Bella e trascinante questa ondata di titoloni patriottici.
In fondo tre formazioni italiane tra le prime otto d’Europa
nella competizione calcistica piu’ blasonata sono
indubbiamente un evento da celebrare. Era gia’ successo
due anni fa, quando dopo il derby milanese in semifinale,
a Manchester proprio i rossoneri prevalsero ai rigori sulla
Juventus.
Ora, sperando in un sorteggio benevolo, la combinazione
favorevole, ovvero una finale made in Italy, si puo’
riproporre.
Quello che pero’lascia un po’ piu’ perplessi
è l’eccessiva enfasi sui meriti dell nostro
movimento, in grado di approcciare traguardi così
ambiti.
Perché, in fondo, se analizziamo bene la situazione,
soprattutto a livello statistico, finiremmmo per accorgerci
che il nostro tronfio nazionalismo si basa su fondamenta
semi inesistenti. Basta dare un’occhiata ai marcatori
delle sfide che hanno consentito alla triade azzurra di
centrare i quarti di finale. Andiamo per ordine. La sfida
Manchester United-Milan la risolve , sia all’andata
che al ritorno, l’argentino Crespo (foto
a destra). La juventus ribalta lo
0-1 di Madrid, superando con le reti di Trezeguet (francese)
e Zalayeta (uruguaiano) il Real. L’Inter supera il
Porto impattando 1 a 1 in trasferta grazie alla rete di
Martins (nigeriano) e travolgendo l’11 di Couceiro
grazie alla tripletta di Adriano (brasiliano,
foto in basso).
Se il gol è l’essenza del calcio, festeggiare
questo traguardo come il trionfo dell’Italia del pallone,
è perlomeno azzardato alla luce di questi dati.

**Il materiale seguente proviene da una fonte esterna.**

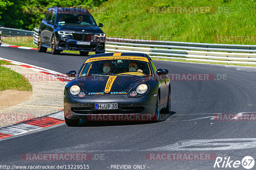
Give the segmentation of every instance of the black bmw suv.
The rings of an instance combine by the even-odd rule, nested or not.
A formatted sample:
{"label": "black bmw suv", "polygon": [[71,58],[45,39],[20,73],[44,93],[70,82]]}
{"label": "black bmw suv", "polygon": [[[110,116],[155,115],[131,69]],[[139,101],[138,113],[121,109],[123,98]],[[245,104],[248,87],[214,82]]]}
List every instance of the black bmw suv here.
{"label": "black bmw suv", "polygon": [[39,28],[38,51],[50,48],[53,54],[64,50],[79,51],[81,55],[104,53],[105,35],[99,28],[103,26],[85,9],[49,8]]}

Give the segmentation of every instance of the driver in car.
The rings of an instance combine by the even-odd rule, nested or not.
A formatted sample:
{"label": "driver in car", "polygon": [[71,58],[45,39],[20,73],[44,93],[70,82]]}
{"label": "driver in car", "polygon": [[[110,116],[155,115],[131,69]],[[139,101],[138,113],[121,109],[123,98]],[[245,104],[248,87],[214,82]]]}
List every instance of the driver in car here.
{"label": "driver in car", "polygon": [[139,69],[138,67],[138,65],[137,63],[135,61],[132,61],[129,64],[129,67],[128,67],[129,69],[129,71],[131,71],[132,70],[137,70],[137,71],[143,73],[143,71],[140,69]]}

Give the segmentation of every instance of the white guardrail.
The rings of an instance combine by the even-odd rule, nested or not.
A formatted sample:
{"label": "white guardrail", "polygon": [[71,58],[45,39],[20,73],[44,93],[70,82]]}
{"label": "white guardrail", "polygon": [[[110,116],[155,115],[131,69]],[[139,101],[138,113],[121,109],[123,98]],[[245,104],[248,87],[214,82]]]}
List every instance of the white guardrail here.
{"label": "white guardrail", "polygon": [[[3,30],[3,28],[1,28]],[[26,31],[33,34],[37,44],[39,30]],[[24,32],[24,31],[25,31]],[[107,37],[106,51],[145,53],[153,57],[192,59],[244,61],[256,61],[256,45],[189,43],[154,41]],[[255,63],[256,64],[256,62]]]}

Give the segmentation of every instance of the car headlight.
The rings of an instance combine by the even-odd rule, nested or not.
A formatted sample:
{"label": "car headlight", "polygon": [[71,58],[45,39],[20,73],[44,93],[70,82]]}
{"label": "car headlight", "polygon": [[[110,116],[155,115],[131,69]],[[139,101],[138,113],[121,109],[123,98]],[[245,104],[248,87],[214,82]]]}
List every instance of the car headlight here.
{"label": "car headlight", "polygon": [[67,31],[58,31],[58,33],[60,35],[73,35],[71,32]]}
{"label": "car headlight", "polygon": [[106,35],[104,33],[100,33],[100,34],[94,34],[94,36],[98,37],[104,37]]}
{"label": "car headlight", "polygon": [[136,89],[136,91],[140,94],[144,93],[148,90],[148,86],[145,84],[142,84],[139,85]]}
{"label": "car headlight", "polygon": [[77,85],[73,85],[71,86],[69,89],[70,93],[73,95],[77,95],[80,91],[80,88]]}

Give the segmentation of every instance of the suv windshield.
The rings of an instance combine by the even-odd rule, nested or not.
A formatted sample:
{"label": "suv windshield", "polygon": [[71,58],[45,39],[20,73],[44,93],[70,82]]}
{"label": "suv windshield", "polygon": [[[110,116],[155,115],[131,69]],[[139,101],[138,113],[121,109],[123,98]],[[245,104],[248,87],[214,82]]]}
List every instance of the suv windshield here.
{"label": "suv windshield", "polygon": [[96,25],[94,19],[90,15],[84,14],[59,14],[58,17],[58,23],[61,25]]}
{"label": "suv windshield", "polygon": [[[111,57],[108,58],[116,58]],[[131,58],[132,57],[120,57],[121,58]],[[102,59],[100,60],[90,61],[90,60],[97,60],[97,58],[102,57],[95,58],[96,59],[89,58],[85,61],[85,64],[80,72],[79,77],[113,75],[138,76],[151,75],[152,71],[148,61],[131,59],[102,60]],[[144,57],[138,57],[137,58],[148,60],[147,58]],[[138,70],[140,70],[139,72]],[[140,71],[142,72],[140,72]]]}

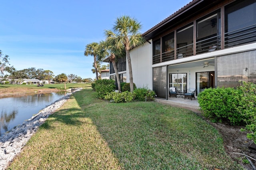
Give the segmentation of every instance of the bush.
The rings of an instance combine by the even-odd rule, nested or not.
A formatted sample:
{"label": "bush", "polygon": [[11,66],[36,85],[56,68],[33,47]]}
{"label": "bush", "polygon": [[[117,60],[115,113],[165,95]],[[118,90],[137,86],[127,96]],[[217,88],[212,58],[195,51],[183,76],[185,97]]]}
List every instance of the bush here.
{"label": "bush", "polygon": [[92,83],[92,91],[95,91],[95,83]]}
{"label": "bush", "polygon": [[95,82],[94,88],[97,93],[97,97],[103,99],[104,96],[115,90],[115,81],[107,79],[97,80]]}
{"label": "bush", "polygon": [[105,96],[105,100],[113,99],[114,103],[130,102],[134,98],[134,94],[128,91],[122,93],[112,92]]}
{"label": "bush", "polygon": [[199,107],[205,116],[214,122],[243,125],[246,117],[237,109],[241,94],[241,91],[230,87],[206,89],[198,95]]}
{"label": "bush", "polygon": [[245,128],[251,132],[247,134],[247,137],[256,144],[256,85],[243,82],[238,89],[242,92],[238,110],[246,118]]}
{"label": "bush", "polygon": [[[125,91],[131,91],[131,89],[130,88],[130,83],[121,83],[121,89],[122,91],[124,92]],[[120,85],[121,86],[121,85]],[[136,89],[136,85],[135,83],[133,83],[133,88],[134,89]]]}
{"label": "bush", "polygon": [[147,87],[136,89],[133,91],[135,99],[139,101],[152,101],[156,95],[154,91],[148,89]]}

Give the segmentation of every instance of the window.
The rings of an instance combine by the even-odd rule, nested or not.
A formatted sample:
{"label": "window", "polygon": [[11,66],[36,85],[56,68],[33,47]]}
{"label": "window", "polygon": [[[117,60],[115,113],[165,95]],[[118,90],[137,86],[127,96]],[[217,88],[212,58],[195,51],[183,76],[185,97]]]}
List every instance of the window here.
{"label": "window", "polygon": [[161,62],[161,43],[160,40],[154,41],[153,43],[153,63]]}
{"label": "window", "polygon": [[178,58],[192,55],[193,25],[182,28],[177,31],[177,57]]}
{"label": "window", "polygon": [[163,37],[162,62],[174,59],[174,33]]}
{"label": "window", "polygon": [[169,74],[169,87],[176,87],[178,91],[186,91],[187,73]]}
{"label": "window", "polygon": [[240,0],[225,7],[225,47],[255,42],[256,0]]}
{"label": "window", "polygon": [[220,49],[220,12],[215,12],[196,22],[196,54]]}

E si puo’ andare oltre. In una delle ultime gare del
nostro campionato, proprio i nerazzurri nella gara casalinga
contro il Lecce, sono riusciti a schierare ben 11 giocatori
stranieri.
Dopo la Sentenza Bosman, è stata una corsa infinita
allo status di comunitario. Tutti alla caccia di un bisnonno
ad Acireale o di un trisavolo in un altro paesino dove in
fondo, dimostrare un legame genealogico con questo o quel
fuoriclasse del pallone,poteva anche non essere difficilissimo.
Questi sono comunque i risultati. Da un lato, certo lodevoli,
quando l’Europa deve fare i conti con il nostro terzetto
meraviglia.
Poi pero’ non meravigliamoci se saranno gli stessi
adulatori del momento a criticare ferocemente la nostra
nazionale quando i risultati a livello internazionale mancheranno.
Perché se alla fine si scelgie l’esterofilia
a tutti i costi, per questioni di moda o di convenienza,
a discapito dei talenti nostrani, è normale che poi
in qualche settore del campo, la nostra massima rappresentativa
calcistica abbia lacune o non riesca ad ottenere il giusto
equilibrio.
Una squadra è il sintomatico processo di crescita
di un gruppo. Progressivo, fatto anche di errori.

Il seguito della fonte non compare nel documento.